Wilhelm Georg Berger (born 4 December 1929, Rupea; died 8 March 1993, Bucharest) was a Romanian composer, musicologist, violist and conductor.

==Biography==
Berger was born in Rupea, Romania. He learned to play the violin and viola under the instruction of Cecilia Nitulescu-Lupu, Anton Adrian Sarvaş, and Alexandru Rădulescu. He was a violist with the George Enescu Philharmonic Orchestra and was also a member of the Romanian Composer Association string quartet.

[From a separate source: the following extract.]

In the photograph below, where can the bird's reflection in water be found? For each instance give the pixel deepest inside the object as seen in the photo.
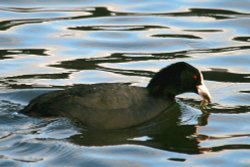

He was elected a corresponding member of the Romanian Academy in 1991.

==Works==
Berger had a prolific career as a composer. Among his numerous compositions were 24 symphonies, 21 string quartets, oratories, sonatas, concertos, and organ and mass pieces, a number of which garnered him notable awards. He won the Prince Rainier III Composition Award in Monaco for a violin sonata in 1964, and First Prize in Liège in 1965 for his Sixth String Quartet. One of his violin concertos earned him the First Prize in Brussels in 1966. Several of his works are published by the Romanian record label Electrecord, such as his Tenth Symphony.

His musicological work consists of, among others, a series of books about the artistic qualities of sonatas, another series about string quartets, a guidebook for concertos and books about classical composition theory.